Dunsmore: "Your critics are likely to say very often that your policies have created an underclass in this country."

Thatcher: "I think their analysis is totally wrong. I do not recognize an underclass. It is a new word and I think it is a commentator's word. I don't think it ties in with reality at all."

Dunsmore added: "In recent years, the government has stopped making support payments to anyone under 18." A homeless activist claimed: "They can't vote because they don't have an address. They don't get any welfare payments. They have nothing to lose." Dunsmore concurred: "Which may account for the very unBritish behavior in last month's riots, and for the fears that there may be more to come."

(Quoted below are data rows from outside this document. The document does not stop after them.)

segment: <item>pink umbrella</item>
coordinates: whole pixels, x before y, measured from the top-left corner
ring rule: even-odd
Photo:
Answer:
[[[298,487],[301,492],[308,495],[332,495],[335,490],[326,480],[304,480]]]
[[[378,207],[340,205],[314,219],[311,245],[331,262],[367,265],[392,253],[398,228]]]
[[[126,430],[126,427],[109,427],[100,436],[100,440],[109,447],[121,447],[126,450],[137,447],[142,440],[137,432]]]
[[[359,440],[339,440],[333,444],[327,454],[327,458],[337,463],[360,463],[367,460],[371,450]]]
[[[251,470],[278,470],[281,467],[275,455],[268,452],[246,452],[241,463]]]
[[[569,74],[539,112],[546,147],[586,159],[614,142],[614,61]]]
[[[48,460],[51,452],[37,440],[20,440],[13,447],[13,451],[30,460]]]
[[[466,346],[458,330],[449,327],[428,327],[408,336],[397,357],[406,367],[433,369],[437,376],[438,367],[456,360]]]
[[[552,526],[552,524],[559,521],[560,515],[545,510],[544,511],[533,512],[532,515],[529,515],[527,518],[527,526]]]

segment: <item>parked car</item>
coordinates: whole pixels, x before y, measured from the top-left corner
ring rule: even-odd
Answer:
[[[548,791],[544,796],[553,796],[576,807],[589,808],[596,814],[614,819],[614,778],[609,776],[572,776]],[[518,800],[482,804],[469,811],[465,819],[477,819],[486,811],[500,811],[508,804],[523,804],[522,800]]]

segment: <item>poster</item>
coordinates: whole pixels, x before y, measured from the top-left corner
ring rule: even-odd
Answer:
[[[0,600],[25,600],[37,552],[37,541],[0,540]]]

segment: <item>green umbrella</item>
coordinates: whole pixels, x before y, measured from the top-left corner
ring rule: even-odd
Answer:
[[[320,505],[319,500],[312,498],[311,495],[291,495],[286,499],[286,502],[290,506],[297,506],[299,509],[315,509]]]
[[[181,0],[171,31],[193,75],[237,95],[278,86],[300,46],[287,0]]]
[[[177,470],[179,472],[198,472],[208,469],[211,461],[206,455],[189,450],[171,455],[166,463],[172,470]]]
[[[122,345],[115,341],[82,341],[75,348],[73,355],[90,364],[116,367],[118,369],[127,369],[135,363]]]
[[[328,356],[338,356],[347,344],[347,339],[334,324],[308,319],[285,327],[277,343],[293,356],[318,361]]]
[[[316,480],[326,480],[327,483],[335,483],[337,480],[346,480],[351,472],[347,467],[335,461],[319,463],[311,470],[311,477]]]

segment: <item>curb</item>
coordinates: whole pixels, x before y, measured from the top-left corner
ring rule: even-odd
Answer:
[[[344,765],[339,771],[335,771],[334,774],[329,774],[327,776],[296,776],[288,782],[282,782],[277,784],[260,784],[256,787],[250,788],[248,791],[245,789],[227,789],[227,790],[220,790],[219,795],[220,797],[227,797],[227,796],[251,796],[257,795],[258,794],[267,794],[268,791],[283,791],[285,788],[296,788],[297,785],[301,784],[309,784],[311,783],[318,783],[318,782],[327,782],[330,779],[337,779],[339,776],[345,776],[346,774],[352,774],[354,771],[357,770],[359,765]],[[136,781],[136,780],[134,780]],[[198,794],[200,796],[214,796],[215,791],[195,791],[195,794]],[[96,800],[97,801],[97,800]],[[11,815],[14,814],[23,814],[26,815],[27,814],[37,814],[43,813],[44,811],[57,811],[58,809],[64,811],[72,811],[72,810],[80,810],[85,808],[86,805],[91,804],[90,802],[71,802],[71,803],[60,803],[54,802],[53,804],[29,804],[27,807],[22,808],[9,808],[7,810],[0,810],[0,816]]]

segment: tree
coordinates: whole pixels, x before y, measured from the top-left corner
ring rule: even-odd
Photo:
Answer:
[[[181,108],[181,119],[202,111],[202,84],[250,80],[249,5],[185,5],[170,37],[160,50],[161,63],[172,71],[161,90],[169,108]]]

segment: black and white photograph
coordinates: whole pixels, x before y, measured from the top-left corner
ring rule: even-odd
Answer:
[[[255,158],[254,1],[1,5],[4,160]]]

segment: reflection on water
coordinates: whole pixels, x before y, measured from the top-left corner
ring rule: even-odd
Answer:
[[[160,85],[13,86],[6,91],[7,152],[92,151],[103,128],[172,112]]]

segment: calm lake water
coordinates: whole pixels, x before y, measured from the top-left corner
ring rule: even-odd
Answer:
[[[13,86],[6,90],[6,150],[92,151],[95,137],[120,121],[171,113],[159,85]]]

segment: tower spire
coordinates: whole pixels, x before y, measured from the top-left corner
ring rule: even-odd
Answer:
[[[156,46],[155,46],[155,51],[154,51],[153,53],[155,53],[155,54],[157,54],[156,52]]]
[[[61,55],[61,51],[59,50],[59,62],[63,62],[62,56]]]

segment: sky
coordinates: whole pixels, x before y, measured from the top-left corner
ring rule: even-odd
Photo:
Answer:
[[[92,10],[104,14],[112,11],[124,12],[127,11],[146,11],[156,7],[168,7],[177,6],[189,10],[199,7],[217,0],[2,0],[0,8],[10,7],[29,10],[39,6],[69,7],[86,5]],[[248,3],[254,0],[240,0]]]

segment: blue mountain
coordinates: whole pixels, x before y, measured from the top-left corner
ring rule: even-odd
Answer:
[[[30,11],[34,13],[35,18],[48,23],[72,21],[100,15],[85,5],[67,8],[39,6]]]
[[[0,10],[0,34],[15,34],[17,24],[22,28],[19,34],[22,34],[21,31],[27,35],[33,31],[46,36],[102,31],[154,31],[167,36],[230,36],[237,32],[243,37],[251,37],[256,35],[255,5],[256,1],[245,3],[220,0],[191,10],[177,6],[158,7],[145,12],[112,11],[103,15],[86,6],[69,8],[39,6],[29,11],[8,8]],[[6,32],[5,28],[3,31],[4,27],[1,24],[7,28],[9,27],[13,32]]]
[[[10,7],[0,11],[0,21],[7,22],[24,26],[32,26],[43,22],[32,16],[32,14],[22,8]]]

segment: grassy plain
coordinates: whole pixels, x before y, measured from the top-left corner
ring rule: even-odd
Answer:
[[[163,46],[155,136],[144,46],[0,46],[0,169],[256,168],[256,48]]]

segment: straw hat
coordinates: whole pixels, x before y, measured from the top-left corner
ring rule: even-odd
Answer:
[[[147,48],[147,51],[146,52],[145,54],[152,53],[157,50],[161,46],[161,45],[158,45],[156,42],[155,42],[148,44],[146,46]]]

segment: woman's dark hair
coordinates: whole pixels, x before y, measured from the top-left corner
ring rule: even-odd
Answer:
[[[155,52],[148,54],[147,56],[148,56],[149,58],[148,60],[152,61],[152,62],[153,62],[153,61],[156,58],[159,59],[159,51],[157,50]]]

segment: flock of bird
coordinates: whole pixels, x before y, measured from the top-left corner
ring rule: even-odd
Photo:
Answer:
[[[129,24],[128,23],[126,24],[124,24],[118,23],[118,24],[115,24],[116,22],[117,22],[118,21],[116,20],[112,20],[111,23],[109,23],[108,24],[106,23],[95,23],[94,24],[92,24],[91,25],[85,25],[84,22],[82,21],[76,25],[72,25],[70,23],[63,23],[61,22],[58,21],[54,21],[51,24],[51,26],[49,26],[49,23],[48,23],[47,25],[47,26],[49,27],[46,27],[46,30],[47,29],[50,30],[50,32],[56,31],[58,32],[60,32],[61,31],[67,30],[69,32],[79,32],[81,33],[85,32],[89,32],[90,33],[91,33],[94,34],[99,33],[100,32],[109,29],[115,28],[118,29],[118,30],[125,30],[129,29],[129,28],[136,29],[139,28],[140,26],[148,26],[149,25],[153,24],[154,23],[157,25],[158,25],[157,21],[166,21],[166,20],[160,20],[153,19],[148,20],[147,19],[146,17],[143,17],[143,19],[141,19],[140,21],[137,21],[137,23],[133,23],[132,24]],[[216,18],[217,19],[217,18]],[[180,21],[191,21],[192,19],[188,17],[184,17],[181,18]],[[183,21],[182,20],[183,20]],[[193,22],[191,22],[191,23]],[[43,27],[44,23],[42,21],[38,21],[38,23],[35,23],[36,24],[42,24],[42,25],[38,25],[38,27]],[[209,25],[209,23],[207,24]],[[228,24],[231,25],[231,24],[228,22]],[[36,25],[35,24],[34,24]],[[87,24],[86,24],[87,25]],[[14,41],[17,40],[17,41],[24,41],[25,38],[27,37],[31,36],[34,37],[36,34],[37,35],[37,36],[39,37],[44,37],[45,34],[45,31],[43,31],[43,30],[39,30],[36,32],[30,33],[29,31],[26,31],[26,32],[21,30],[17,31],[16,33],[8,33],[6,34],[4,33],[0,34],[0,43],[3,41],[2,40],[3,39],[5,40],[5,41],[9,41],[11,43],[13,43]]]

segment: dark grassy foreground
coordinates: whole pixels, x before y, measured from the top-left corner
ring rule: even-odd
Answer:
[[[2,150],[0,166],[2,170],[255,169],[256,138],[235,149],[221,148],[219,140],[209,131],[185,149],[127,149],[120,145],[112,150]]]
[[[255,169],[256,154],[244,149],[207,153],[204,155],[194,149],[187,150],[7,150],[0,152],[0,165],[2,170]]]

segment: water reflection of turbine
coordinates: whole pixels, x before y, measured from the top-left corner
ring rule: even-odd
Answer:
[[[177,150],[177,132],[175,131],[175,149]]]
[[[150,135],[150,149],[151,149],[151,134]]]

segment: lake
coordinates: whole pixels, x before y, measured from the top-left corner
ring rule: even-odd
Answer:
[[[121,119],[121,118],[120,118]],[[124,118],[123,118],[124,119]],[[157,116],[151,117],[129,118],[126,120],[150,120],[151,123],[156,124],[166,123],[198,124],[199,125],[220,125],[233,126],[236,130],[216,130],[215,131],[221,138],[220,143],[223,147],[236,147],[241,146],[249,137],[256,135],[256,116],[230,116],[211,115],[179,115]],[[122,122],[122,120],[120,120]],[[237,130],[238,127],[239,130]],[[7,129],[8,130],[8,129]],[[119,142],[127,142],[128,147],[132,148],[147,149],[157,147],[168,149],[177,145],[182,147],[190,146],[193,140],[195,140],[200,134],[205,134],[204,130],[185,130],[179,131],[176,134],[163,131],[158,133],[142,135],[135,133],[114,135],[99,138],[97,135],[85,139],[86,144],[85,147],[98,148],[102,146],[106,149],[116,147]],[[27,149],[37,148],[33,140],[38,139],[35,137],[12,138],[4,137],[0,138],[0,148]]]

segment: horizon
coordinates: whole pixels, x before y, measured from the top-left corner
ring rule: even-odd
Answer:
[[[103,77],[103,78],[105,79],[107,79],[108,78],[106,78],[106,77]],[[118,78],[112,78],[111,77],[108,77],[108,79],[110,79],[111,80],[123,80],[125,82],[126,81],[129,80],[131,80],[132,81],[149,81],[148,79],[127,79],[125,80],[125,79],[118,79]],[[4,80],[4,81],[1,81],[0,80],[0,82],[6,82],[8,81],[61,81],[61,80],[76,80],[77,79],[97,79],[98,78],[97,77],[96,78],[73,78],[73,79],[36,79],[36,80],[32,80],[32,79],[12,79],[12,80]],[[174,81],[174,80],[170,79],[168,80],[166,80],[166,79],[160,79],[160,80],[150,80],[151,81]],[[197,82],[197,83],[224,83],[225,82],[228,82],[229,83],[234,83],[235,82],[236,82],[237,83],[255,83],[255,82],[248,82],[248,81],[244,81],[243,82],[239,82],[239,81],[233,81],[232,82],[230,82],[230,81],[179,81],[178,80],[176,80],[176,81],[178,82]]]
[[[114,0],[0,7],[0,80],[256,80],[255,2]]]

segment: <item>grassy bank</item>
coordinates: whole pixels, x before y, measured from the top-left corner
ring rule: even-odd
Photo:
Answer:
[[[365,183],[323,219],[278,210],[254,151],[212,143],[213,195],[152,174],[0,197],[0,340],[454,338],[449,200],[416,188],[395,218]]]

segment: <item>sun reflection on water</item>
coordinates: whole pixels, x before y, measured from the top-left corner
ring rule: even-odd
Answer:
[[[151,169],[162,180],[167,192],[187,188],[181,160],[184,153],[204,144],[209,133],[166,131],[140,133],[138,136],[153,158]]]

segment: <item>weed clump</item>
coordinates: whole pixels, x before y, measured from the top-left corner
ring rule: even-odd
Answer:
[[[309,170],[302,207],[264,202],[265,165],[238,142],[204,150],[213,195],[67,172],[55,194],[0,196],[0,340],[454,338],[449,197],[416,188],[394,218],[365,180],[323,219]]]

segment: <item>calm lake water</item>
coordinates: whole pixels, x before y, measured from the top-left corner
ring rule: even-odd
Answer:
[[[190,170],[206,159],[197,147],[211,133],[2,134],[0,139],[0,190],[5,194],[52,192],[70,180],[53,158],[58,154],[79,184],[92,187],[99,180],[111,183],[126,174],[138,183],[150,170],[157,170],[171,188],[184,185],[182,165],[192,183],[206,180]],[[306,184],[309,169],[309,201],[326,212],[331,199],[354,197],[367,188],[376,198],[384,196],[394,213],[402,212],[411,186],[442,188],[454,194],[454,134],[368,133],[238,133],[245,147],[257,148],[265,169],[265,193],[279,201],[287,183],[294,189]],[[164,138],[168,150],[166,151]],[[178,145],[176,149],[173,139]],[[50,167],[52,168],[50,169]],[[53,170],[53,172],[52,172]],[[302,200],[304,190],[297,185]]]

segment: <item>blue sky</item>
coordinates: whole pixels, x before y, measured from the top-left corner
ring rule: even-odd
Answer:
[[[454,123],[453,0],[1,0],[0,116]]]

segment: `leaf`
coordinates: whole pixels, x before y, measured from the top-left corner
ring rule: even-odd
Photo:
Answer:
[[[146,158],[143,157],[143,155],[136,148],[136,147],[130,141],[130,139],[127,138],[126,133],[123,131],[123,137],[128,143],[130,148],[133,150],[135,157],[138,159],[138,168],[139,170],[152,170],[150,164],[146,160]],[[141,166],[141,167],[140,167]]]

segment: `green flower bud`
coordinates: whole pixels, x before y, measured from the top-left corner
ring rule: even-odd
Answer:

MediaWatch asked three British policy experts to analyze the report. All characterized it as extremely misleading and, at times, untruthful. Simon Clark, Director of the Media Monitoring Unit in London, pointed out that the riots were organized by prominent far-left groups, including communists and Trotskyites. Andrew Hubback, Research Director for the International Freedom Foundation-UK, noted that rich and poor certainly do not pay the same poll tax: "People on low incomes can claim rebates up to 80 percent."

Peter Allum, Secretary for Economic Affairs at the British Embassy in Washington, countered Dunsmore's argument that the gap between rich and poor is growing. Real average male earnings have rocketed up 38 percent from 1978 to 1990. Even those making half the average male earnings saw their real wages go up 32 percent. This compares to a real drop of one percent in average male earnings during the Labor Administration in the '70s.

Hubback added that the NHS budget "has been doubled since 1979 -- an increase in real terms of 30 percent." Thatcher succeeded in cutting back the bureaucracy, leaving more money for proportional increases in the number of doctors and nurses on staff. Thus, Hubback remarked, "the NHS now treats one million more patients a year than in 1979." In late 1989, Allum pointed out, waiting lists for in-patient hospital care was down seven percent from 1979 levels.

Social Security benefits were cut for those under eighteen to discourage dropping out of high school. Clark pointed out that Thatcher introduced the Youth Training Scheme (YTS) to teach dropouts to work in the private sector. If there are young people living on the street, Clark insisted "they are there by choice." As for the homelessness, it is not one million. A quick call to London's Department of the Environment put the figure at no more than 93,000 in late 1989 -- 88,000 of whom were being housed by local programs. According to Clark, the one million homeless figure (that would be one out of every 56 people) probably comes from a well-known, left-wing group called Shelter.

Dunsmore did not want to discuss his story nor defend his sources or statistics. Reached in London, he would only say: "I think not. As a general proposition [ABC] takes the attitude that we do our reports and do not comment on them. People either like them or they do not." It's safe to say, critics of Reagan in the United States liked what Dunsmore had to say about Thatcher and British conservatism.